The GOP has also questioned the need for a new bill to protect voting rights. Republicans have downplayed the restrictive laws in states like Georgia and Florida, which have taken measures including making postal votes more difficult and limiting ballot boxes. Critics of the measures say they would disproportionately harm black voters and give GOP officials more power over the election results.
Prior to the Senate vote, minority leader Mitch McConnell, R-Ky., Called the Democratic bill a “transparent partisan plan” and stressed that it was in the works before Republican-led legislators passed voting bills.
“The Senate is only an obstacle when the policy is flawed and the process is lazy,” he said.
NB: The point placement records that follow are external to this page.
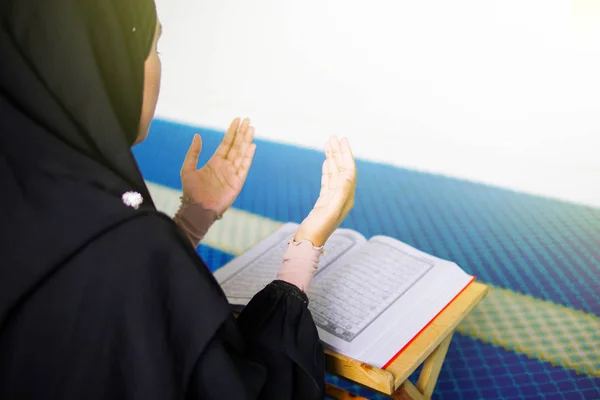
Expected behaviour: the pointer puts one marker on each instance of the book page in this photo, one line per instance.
(249, 273)
(376, 301)
(347, 299)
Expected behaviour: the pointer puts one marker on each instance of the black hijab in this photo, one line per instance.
(71, 89)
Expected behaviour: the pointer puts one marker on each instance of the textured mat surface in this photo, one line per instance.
(537, 335)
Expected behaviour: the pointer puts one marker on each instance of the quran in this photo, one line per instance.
(369, 298)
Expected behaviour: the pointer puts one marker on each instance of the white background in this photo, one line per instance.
(497, 91)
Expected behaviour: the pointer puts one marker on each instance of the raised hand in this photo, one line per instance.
(218, 183)
(336, 199)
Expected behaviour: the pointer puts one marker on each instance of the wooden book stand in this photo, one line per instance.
(429, 348)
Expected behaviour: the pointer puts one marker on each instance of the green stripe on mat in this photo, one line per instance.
(536, 328)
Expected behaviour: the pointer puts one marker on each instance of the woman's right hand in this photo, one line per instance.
(336, 199)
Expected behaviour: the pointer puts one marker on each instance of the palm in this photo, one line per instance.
(218, 183)
(336, 197)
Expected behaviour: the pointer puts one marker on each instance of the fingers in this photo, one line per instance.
(347, 157)
(246, 143)
(246, 162)
(331, 166)
(235, 151)
(325, 176)
(190, 161)
(228, 140)
(336, 150)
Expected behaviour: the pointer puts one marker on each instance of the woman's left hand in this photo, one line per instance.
(218, 183)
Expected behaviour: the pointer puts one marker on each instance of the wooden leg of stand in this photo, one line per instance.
(341, 394)
(407, 391)
(431, 368)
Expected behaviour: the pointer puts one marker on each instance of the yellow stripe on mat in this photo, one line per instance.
(520, 323)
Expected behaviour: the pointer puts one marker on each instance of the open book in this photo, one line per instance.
(369, 298)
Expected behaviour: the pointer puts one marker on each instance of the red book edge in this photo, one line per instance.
(429, 323)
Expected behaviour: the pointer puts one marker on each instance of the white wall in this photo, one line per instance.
(497, 91)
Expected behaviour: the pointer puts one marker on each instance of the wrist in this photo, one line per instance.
(314, 239)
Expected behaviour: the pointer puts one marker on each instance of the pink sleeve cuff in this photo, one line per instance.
(300, 263)
(194, 220)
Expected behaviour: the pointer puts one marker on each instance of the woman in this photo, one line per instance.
(101, 296)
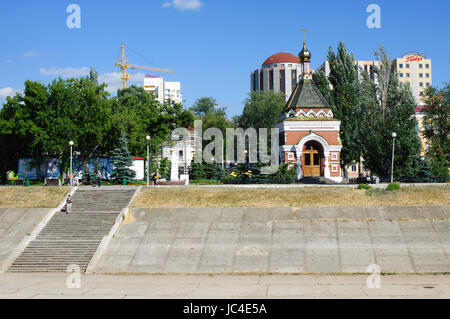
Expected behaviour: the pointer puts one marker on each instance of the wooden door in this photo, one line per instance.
(311, 161)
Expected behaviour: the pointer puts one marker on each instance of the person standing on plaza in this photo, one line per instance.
(155, 178)
(99, 178)
(68, 204)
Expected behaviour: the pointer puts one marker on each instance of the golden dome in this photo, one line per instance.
(304, 55)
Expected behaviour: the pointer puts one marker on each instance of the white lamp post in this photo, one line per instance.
(148, 160)
(394, 135)
(70, 169)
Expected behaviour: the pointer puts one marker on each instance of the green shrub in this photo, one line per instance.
(393, 186)
(364, 186)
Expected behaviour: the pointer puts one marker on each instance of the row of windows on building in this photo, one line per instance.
(400, 65)
(282, 74)
(427, 75)
(276, 65)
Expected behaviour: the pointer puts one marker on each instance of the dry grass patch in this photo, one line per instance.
(289, 197)
(32, 197)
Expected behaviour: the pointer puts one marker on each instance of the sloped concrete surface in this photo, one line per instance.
(281, 240)
(15, 225)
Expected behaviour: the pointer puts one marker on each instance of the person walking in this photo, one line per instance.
(155, 178)
(68, 204)
(99, 178)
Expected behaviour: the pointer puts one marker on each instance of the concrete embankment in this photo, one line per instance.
(404, 239)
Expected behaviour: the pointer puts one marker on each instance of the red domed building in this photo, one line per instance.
(309, 134)
(279, 73)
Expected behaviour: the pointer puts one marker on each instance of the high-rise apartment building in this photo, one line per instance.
(415, 70)
(163, 90)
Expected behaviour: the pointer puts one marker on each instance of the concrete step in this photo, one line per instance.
(74, 238)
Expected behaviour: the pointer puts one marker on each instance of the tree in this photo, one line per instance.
(139, 114)
(323, 84)
(262, 110)
(343, 77)
(437, 117)
(379, 123)
(439, 164)
(122, 161)
(206, 105)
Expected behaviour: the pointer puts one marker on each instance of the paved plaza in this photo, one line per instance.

Senate Minority Leader Mitch McConnell (R-KY) attends a press conference held by Republican Senators on the HR1 – For the People Act on June 17, 2021 on Capitol Hill in Washington.
Leah Millis | Reuters
Schumer denied the argument that the federal government should not exercise its will on electoral laws. He referred to previous bills such as the Voting Rights Act, which protected voters from discrimination.
The Biden government has put its weight behind the For the People Act as an element of its domestic political agenda. The Office of Management and Budget said Tuesday that the 2020 elections and their “violent aftermath” when a pro-Trump mob attacked the Capitol and disrupted the count of the president’s election victory “remind us that our democracy is fragile” .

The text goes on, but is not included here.